I’m hoping she’s ok, but I’ve also seen the dessert menu, and I really really don’t want to leave. “Are you… going to be ok?” I ask. No, it’s not quite the same question as “are you ok”. Drunk people are hardly renowned for their future thinking, and I’ve selected my words carefully, hoping she’ll just see a vision of herself sober in the future and will agree to stay put.
If I were a decent friend I might have insisted we go back to the hotel so she could sleep. She is basically horizontal on her chair as it is, still rummaging in her teeth with her straw. But there’s a dessert that features a caramel drizzle. A caramel drizzle? It’s basically like the menu’s talking dirty to me and I’ve started thinking with my lizard brain.
We’re interrupted by our waiter, here to clear away our plates, and Annie wants to give her compliments to the chef. “Can you… can you please, pass the message, this dinner? Wow. WOW. This… WOW”.
The waiter shakes his head gravely and says, “I will pass that on, ma’am”. His sincerity seems legitimate and I cross my fingers that he delivers this message verbatim.

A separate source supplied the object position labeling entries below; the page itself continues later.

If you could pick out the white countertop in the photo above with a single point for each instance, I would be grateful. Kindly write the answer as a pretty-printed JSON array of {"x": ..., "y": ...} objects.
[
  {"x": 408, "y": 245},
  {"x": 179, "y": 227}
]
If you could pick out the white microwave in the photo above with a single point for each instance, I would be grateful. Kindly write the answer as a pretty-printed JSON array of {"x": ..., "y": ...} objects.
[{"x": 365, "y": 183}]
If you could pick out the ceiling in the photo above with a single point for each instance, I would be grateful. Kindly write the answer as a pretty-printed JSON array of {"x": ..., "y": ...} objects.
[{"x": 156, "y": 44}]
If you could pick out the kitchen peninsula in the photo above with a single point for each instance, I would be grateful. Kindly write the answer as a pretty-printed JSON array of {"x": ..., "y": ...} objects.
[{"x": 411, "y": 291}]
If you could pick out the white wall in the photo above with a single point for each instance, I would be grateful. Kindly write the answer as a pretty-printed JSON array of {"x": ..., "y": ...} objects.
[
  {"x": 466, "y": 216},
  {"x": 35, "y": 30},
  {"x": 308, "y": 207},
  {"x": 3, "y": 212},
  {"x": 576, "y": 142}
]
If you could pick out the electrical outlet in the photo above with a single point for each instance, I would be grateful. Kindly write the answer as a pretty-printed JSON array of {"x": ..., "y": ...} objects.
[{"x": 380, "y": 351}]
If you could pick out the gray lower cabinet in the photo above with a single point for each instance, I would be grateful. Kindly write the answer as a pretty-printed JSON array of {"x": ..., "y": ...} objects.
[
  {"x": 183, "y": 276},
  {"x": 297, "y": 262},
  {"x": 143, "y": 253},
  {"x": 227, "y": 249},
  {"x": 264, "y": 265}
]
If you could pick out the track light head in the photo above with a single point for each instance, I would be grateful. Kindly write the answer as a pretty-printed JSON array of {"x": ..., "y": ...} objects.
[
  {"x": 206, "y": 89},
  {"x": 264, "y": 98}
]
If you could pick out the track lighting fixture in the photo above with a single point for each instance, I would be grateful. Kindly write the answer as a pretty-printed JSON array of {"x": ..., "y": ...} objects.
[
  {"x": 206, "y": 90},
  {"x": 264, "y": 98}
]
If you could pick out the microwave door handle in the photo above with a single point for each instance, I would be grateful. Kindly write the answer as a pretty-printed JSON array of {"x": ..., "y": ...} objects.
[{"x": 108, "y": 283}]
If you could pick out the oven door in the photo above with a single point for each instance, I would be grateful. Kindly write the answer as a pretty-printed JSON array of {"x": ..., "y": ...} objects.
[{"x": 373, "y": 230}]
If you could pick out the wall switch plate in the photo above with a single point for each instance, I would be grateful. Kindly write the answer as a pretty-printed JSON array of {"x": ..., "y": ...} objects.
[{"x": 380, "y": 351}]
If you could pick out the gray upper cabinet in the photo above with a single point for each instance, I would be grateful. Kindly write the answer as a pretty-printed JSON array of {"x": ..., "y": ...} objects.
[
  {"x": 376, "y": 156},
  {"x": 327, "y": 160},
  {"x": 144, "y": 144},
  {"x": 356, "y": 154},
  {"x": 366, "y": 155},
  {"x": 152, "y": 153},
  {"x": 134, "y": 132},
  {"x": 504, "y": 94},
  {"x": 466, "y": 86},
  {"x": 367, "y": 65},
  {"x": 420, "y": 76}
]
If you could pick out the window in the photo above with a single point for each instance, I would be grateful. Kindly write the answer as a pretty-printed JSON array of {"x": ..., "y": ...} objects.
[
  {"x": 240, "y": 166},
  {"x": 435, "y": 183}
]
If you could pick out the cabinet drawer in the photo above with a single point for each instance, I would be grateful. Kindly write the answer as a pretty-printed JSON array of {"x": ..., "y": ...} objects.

We order dessert and reminisce about the day. Annie still can’t believe she’s managed seventeen beers in a single day. She is very proud of herself for not “vomming”. She thinks it was probably the naps. Imagine vomiting off the boat, though. Or spewing in front of Muscles!
I wonder if we are the first people to say the word ‘vomit’ in this restaurant at all, let alone so often, or with so many derivations.
Annie decides, after a lot of speculation, that the worst time to vom would have been just before we jumped off the boat to go snorkelling. “Imagine projectile vomiting into the air, then jumping into it, then landing in the water, then the spew landing on you!”
Dessert arrives, and I try to clear the mental image of jumping through a vomit-halo before I start eating. Annie picks at hers, finding her rich chocolate tower impenetrable by spoon or tooth, but enjoying the red berry coulis dotted around the plate.
“Look”, she says, leaning in conspiratorially. “I’m probs going to dine and dash, ok?”
“Don’t you want to finish your dessert?” I say, leaving aside the issue that we’re not paying for this anyway, so a “dine and dash” would really just be “being a little bit impolite by not saying thank you before exiting”.
“No, I’m going to vom”.
I offer to stay behind to get her dessert packaged up, but she waves the idea away. So I summon a waiter in the only way I can, which is to just stare at them until they look at me, then raise my eyebrows and grin. I’ve tried this in the mirror and it makes it look like I want to assist them with something. It’s a weird Freaky Friday reversal, but I can’t seem to stop myself.
“Hello, can we get this to take away? To go?” I ask.
“For breakfast!” says Annie, as the waiter balances our plates on his arm. The tablecloth in front of Annie is flecked with deep red from where she’s dripped the coulis, and she tries to smudge the stain away with her finger.
“This is worse than the worst period stain ever” she says, before burying her head in her hands and saying “Ok, I’m officially questioning all my life choices”.
Thus marks the end of day two in Fiji.